In short, the present invention has the thermal balancing conductive compound piece 60 to assist in heat dissipation for electronic devices. It can be manufactured in a suitable size for the device and then disposed near the heating source or it can be directly manufactured together in one piece with components of the heating source. Therefore the present invention has functions as heat dissipation, heat conduction and thermal balance to ensure the electronic devices to be safe and reliable, and decrease the cost for manufacturing. Also, the metal materials can also provide physical supports for the structure.


Although particular embodiments of the invention have been described in detail for purposes of illustration, various modifications and enhancements may be made without departing from the spirit and scope of the invention. Accordingly, the invention is not to be limited except as by the appended claims.

Claims
  • 1. A method for manufacturing thermal balancing conductive coating, comprising: a) providing gluey liquid mixed by a compound substance and a first solution, said compound substance being selected from a group consisting of fluorocarbon resin, fluororesin, acrylic acid resin, polyurethane, polyurea resin, unsaturated polyester, silicon resin, and mixtures thereof; a weight ratio of said first solution to said compound substance ranging from 1:0.6 to 1:1.4;b) providing a filler material mixed by a filler substance and a second solution, said filler substance including a main ingredient selected from a group consisting of graphite, graphene platelets, graphene, graphite fiber, graphene fiber, BN, mica, and mixtures thereof; a weight ratio of the compound substance to said filler substance ranging from 1:0.1 to 1:0.6 and a weight ratio of said second solution to said filler substance ranging from 1:0.3 to 1:0.8;c) filtering the gluey liquid and the filler material separately;d) mixing the filtered gluey liquid and filler material to produce a thermal balancing conductive material; ande) applying the thermal balancing conductive material produced in step d to a surface of an item and forming a thermal balancing conductive coating with a thickness between 3 um to 100 um after drying.

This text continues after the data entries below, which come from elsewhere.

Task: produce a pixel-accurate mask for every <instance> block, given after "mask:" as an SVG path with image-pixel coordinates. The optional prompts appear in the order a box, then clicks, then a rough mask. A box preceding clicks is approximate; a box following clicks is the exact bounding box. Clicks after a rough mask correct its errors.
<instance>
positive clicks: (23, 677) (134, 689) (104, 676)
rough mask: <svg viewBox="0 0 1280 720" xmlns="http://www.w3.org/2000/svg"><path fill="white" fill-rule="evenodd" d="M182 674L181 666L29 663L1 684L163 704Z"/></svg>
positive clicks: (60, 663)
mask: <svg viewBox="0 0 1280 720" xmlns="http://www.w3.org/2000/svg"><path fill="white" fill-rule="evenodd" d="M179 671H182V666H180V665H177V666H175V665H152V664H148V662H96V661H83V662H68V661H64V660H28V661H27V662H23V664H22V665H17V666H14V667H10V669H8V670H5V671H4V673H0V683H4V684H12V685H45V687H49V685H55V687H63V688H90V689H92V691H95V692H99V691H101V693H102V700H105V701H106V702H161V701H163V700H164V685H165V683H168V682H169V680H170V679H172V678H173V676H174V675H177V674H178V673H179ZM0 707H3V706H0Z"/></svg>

  • 2. The method as claimed in claim 1, wherein the filler substance is either absolutely porous or a layered combined with a spatial structure.
  • 3. The method as claimed in claim 2, wherein the first and second solution are selected from a group consisting of thinner, ethyl acetate, ethanol, alcohols, ketones, esters, distilled water, and mixtures thereof.

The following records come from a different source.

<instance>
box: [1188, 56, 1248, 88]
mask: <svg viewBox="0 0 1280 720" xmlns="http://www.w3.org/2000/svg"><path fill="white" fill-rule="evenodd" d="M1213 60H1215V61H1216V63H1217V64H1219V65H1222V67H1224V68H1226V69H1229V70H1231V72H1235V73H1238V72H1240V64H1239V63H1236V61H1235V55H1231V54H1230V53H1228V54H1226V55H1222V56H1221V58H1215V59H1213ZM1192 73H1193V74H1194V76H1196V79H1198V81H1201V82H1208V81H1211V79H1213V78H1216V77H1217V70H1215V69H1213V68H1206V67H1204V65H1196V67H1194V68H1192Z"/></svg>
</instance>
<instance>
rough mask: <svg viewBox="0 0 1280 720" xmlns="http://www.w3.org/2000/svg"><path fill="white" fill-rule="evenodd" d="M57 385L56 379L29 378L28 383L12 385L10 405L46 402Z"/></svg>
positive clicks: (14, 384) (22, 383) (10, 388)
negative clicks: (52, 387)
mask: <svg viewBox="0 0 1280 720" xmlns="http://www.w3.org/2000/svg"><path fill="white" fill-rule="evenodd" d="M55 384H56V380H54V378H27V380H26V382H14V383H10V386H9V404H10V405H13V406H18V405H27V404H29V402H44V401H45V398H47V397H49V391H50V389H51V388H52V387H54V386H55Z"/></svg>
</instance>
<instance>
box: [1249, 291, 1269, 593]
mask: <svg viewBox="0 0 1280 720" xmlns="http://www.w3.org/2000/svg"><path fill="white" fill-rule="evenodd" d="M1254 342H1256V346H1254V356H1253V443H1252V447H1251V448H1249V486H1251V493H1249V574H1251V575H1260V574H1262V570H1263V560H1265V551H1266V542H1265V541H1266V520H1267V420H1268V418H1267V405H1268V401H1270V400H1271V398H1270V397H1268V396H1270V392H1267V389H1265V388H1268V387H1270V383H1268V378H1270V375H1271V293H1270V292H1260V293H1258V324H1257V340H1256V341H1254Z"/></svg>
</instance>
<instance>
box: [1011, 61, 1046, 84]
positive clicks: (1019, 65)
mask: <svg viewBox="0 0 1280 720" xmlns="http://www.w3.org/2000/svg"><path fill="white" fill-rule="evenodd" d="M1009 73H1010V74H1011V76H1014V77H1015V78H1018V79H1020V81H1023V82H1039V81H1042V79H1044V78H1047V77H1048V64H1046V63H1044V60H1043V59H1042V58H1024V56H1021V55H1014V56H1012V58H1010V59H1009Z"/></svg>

  • 4. The method as claimed in claim 3, wherein the filler substance further includes a secondary ingredient selected from a group consisting of bamboo charcoal, carbon nanotube, carbon spheres, AlN, mica, SiO2, SiC, ZnO, GeO2, carbon fibers, TiO2, and mixtures thereof.
  • 5. The method as claimed in claim 4, wherein the gluey liquid in step a consists of a compound substance of fluorocarbon resin in 120 g mixed with a first solution of ethyl acetate in 200 g, and the filler material in step b consists of a filler substance of graphene in 70 g mixed with a second solution of distilled water in 200 g.
  • 6. The method as claimed in claim 1, wherein the item in step e is a metal piece or a heating source.
  • 7. A thermal balancing conductive compound piece, comprising: a thermal balancing conductive coating produced by the method in claim 1 to be applied to a surface of a metal piece, so as to form a thermal balancing conductive compound piece to be disposed inside an electronic device, either near a heating source thereof or on the heating source;wherein the metal piece comprising at least one layer of heat conductive metal with a thickness between 3 um to 150 um, said metal piece further including a first surface and a second surface; andwherein the thermal balancing conductive coating is applied to either or both of the first and second surfaces of the metal piece, so as to form a single-coated or double-coated thermal balancing conductive compound piece.
  • 8. The thermal balancing conductive compound piece as claimed in claim 7, wherein the metal piece is a piece of single layer or multiple layers selected from a group consisting of Cu, Al, Ti, Ag, copper alloy, aluminum alloy, Ag alloy, Titanium alloy, stainless steel, and any combination thereof.